Mismatched Expectations

What type of loyalty or relationship do you or can you have with Kleenex® -- aside from the obvious? What about canned soup, beer, cereal, or dog food? You might find it easier to answer if I asked about your relationship with your BMW, Lexus, iPod, or cell phone. There is more involvement in these products and a longer consideration process. Think about what level of involvement you have with each of the products and services you interact with daily, and then think about how you use information to help form and sustain these buying decisions.

In the email channel, we are often so far down the line that when asked how email can help build a loyalty or relationship marketing program, it's almost a useless effort. We've all been there. The sheer fact that the channel doesn't take a king's ransom to put in place may be the reason the channel gets thrown the proverbial "pork chop." But the expectations of the brand marketer and the relative effect the email channel can have aren't always aligned in the minds of the advertiser. This is not to say email doesn't have a huge impact on helping people make decisions, or that people who engage a brand through email aren't likely to be more involved in the brand. But can email sustain itself alone or as an afterthought to overall marketing?



Email can do a lot of things for many programs, but it begins with aligning reality with results when doing communication planning. Email is content and information -- and you must match the consumer's need for information with all the things you think about as a marketer, such as consideration cycle, conversion cycle, seasonality, consumer life cycle and the relative degree of involvement a consumer will actually have with the product or brand. Some might call it a curriculum program of sorts.

In its simplest form, email can be:

- The gateway to the consumer for the brand that is blinded by the distribution network.

- The representative pulse of the industry and market representation of the consumer.

- The notification and personalized curriculum guide to the product/brand experience.

- The entertainment vehicle that bridges brand awareness to brand advocacy.

While most of us have programs in place and can't stop the wheels in motion, we should take a step back and think about what we are really trying to do, how people "consume" email, and the relative exchange. That is what makes communication "creative."

Now -- getting back to Kleenex®. While I personally have no affinity for this type of product -- I'll use whatever is available and would have no desire for email from this brand -- many who are active users of this product would differ. So, I actually found something interesting: (the history of Kleenex®). I decided to "Share it with a Friend," but found it only delivered a blank image and no link back to the site.

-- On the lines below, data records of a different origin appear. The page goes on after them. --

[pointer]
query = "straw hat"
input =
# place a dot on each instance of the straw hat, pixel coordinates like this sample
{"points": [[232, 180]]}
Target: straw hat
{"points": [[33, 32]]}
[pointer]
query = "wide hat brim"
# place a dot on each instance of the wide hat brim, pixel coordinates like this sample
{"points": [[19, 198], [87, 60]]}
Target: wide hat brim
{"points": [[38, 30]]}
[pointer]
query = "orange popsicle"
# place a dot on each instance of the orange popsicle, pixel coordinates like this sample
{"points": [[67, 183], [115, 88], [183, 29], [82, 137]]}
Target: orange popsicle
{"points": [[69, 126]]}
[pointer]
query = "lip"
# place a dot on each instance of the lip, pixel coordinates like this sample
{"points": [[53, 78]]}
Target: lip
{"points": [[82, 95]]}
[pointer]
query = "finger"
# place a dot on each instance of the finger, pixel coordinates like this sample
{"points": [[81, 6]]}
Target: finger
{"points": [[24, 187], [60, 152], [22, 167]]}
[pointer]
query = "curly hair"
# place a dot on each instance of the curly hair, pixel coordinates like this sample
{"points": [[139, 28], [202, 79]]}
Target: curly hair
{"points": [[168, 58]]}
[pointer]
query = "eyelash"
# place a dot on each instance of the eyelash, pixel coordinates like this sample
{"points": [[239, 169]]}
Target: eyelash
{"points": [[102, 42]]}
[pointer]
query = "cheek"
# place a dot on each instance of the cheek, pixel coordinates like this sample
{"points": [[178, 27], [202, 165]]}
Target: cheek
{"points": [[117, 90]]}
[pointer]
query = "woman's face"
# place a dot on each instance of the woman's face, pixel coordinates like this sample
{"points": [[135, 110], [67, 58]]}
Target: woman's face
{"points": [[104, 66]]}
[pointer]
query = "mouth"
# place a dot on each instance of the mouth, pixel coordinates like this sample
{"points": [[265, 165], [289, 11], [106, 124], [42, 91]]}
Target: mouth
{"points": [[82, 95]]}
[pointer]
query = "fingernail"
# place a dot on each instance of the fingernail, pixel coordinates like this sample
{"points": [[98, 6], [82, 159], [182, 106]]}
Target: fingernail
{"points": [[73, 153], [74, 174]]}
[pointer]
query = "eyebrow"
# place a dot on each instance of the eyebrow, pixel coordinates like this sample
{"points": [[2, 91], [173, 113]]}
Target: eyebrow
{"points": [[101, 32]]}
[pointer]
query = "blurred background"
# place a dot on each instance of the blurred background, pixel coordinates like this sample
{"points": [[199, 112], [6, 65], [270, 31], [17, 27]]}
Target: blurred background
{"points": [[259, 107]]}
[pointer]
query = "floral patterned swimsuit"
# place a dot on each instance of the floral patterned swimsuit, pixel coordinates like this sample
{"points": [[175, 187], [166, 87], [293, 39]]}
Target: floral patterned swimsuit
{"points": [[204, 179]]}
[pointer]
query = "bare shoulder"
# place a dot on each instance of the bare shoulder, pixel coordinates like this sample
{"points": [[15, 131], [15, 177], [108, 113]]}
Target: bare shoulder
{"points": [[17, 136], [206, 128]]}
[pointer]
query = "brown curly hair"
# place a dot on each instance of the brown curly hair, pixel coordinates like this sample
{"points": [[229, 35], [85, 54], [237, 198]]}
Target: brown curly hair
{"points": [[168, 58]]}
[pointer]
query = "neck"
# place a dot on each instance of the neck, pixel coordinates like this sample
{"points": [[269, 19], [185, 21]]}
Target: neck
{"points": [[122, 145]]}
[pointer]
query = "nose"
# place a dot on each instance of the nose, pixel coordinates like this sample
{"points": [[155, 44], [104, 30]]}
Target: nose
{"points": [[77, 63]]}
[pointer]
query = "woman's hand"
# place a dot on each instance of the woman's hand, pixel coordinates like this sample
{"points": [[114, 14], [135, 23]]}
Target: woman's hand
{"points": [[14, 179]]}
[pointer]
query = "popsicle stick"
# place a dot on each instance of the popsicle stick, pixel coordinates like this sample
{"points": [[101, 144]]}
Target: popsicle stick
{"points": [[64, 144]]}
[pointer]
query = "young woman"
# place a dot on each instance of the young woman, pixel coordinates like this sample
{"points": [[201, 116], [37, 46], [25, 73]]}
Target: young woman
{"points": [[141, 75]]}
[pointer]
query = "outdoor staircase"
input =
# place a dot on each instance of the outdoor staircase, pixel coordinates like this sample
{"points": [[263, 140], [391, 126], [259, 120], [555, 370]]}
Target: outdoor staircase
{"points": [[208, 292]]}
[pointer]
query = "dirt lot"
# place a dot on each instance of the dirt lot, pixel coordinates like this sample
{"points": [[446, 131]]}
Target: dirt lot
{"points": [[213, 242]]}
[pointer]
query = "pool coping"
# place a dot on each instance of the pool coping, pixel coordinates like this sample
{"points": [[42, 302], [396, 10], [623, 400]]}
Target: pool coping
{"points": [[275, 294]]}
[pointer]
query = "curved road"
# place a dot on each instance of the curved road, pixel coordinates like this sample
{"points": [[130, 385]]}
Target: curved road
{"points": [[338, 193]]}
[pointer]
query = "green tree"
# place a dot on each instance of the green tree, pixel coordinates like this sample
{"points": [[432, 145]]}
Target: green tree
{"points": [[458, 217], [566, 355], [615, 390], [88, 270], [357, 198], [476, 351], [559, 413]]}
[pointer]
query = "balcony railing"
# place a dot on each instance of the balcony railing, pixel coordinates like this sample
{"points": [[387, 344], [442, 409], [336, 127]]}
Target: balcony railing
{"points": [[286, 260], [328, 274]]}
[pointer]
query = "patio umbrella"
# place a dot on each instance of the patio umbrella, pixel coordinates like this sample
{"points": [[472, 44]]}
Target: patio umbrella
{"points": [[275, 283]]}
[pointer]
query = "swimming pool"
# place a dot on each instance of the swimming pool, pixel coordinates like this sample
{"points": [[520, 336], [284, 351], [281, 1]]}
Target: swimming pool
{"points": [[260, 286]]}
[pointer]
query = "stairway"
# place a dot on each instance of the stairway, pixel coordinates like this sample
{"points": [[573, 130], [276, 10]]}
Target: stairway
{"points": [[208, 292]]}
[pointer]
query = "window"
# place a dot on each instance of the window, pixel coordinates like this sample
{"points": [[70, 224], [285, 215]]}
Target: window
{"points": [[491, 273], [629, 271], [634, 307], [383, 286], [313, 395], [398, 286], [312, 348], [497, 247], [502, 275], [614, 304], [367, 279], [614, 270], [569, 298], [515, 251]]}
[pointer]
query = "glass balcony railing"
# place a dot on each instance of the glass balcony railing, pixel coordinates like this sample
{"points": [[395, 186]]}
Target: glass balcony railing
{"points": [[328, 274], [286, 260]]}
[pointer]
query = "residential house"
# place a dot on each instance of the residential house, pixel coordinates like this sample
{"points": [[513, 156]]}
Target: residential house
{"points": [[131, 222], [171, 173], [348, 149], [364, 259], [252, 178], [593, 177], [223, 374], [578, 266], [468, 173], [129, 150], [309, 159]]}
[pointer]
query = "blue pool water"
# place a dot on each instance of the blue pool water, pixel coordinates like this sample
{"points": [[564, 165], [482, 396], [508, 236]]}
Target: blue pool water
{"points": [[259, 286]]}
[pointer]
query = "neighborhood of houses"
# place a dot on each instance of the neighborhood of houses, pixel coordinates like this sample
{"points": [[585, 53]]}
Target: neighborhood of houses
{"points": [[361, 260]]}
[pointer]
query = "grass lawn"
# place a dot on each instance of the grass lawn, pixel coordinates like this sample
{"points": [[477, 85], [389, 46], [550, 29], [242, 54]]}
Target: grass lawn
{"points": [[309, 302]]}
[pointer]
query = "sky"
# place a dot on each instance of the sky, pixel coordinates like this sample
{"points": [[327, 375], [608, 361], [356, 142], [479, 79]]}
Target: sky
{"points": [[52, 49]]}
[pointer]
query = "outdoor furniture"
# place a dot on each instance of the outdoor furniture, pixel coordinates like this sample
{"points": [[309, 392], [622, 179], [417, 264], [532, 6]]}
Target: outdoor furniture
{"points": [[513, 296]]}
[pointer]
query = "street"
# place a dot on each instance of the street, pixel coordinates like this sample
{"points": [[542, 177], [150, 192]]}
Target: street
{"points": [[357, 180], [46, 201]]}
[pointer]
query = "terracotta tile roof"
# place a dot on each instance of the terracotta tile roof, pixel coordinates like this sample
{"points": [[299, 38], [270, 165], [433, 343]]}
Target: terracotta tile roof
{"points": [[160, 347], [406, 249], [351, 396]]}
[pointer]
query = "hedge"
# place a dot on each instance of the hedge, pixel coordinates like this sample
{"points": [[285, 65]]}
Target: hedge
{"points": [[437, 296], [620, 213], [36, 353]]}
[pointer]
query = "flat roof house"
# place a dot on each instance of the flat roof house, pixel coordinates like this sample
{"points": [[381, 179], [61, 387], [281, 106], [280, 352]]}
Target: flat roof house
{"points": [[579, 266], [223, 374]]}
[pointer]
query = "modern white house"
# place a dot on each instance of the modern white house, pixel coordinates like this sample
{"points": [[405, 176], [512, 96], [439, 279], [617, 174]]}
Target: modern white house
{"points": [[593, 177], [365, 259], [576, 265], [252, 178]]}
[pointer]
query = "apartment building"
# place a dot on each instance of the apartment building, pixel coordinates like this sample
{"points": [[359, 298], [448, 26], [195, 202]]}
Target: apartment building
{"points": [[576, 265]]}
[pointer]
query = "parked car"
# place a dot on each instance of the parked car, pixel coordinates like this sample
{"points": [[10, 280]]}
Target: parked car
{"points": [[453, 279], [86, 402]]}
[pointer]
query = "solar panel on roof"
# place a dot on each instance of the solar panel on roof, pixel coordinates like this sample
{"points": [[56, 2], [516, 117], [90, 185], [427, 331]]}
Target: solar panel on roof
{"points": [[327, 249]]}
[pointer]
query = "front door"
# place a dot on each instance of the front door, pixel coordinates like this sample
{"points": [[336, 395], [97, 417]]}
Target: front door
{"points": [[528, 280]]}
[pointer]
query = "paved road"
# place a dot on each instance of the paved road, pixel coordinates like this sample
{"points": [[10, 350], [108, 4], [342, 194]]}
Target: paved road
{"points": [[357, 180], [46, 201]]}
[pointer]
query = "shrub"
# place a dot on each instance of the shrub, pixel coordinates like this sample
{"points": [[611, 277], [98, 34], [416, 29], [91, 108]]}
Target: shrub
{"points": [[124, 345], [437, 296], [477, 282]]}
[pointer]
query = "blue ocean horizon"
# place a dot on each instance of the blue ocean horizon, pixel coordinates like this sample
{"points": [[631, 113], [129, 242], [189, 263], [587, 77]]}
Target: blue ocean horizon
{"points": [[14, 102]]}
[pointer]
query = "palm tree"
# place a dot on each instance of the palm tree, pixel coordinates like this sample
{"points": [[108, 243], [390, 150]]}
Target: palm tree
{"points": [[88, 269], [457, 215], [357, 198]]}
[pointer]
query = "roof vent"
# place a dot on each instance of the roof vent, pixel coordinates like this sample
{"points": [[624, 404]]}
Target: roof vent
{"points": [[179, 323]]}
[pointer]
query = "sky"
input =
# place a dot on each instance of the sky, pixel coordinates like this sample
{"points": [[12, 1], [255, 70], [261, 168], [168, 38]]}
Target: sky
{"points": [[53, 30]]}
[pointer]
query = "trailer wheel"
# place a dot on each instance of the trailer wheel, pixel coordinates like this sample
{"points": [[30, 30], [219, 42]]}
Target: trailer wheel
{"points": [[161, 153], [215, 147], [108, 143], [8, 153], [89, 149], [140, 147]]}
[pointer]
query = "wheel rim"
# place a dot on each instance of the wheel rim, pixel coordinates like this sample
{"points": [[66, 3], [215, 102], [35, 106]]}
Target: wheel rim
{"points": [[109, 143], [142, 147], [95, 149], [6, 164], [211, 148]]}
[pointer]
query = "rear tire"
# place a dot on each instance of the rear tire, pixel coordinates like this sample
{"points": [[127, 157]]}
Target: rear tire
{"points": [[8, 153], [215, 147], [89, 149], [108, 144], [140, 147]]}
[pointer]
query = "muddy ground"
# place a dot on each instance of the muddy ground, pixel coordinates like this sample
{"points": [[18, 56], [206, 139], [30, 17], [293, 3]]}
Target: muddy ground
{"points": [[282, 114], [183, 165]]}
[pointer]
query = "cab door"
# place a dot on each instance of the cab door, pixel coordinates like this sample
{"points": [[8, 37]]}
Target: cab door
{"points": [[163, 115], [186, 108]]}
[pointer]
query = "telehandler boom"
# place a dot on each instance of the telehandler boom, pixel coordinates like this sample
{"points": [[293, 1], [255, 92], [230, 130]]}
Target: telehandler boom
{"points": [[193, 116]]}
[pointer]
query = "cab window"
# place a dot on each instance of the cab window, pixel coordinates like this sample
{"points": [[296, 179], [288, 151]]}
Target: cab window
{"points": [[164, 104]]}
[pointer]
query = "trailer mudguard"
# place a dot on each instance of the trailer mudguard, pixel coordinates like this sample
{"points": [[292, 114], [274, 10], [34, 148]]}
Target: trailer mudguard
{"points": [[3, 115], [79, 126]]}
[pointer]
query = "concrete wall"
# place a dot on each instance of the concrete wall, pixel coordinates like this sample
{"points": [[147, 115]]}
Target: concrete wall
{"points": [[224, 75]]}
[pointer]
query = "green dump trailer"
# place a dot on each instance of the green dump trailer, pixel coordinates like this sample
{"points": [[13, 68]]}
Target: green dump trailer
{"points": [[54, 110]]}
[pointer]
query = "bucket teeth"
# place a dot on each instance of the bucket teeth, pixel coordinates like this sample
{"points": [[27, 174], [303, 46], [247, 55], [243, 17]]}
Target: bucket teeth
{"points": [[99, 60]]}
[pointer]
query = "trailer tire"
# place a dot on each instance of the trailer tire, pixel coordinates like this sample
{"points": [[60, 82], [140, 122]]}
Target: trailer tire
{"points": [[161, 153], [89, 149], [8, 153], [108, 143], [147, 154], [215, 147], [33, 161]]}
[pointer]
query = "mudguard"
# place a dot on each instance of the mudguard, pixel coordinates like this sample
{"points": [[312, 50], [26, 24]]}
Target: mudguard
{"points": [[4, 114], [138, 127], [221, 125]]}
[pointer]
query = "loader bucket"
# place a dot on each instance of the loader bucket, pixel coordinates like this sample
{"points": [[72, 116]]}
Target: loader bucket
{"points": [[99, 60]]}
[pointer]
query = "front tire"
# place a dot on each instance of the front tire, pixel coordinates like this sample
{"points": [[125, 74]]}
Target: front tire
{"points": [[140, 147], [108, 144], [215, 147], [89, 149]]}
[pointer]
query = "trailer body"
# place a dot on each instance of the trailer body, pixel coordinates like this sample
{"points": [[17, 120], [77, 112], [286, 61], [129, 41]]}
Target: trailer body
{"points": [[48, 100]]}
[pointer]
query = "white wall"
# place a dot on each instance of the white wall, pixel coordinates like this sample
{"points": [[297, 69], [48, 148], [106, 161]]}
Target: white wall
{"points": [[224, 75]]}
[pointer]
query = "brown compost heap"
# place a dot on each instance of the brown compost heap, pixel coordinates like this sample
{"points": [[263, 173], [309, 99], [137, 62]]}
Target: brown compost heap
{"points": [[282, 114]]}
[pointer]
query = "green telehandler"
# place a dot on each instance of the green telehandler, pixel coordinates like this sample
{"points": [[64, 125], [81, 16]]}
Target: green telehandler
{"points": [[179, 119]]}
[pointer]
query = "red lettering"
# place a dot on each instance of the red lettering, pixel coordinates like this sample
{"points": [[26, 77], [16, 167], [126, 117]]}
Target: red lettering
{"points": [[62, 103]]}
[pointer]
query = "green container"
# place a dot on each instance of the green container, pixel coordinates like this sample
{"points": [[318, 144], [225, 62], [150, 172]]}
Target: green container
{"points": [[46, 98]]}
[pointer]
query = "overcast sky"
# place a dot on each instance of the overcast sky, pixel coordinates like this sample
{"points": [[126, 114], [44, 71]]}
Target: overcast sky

Aside from the fact that this program didn't deliver on the consumer expectation, the question is, what value does this type of program have on the business? Although it was tied to a larger branding initiative, did it fall short digitally? Like most, it seems to be an after-the-fact consideration -- maybe for the sheer fact that the marketer is struggling with the connection it can make through email.

So, the question looms: Are brands being proactive and creative in matching their needs to keep product and company messages in front of their customers? Are they aligning it with what the consumers really will consume through email, based on their level of involvement with the product? Most still think of our email channel as a coupon delivery or sales message, or as a notification of a new site. Email has always seemed like the right thing to do, and as we strive for relevancy in this space maybe we should put more pressure on our agencies and marketers to be accountable for the contribution and proactive nature of how email influences the brand experience. I give Kleenex® some credit for trying.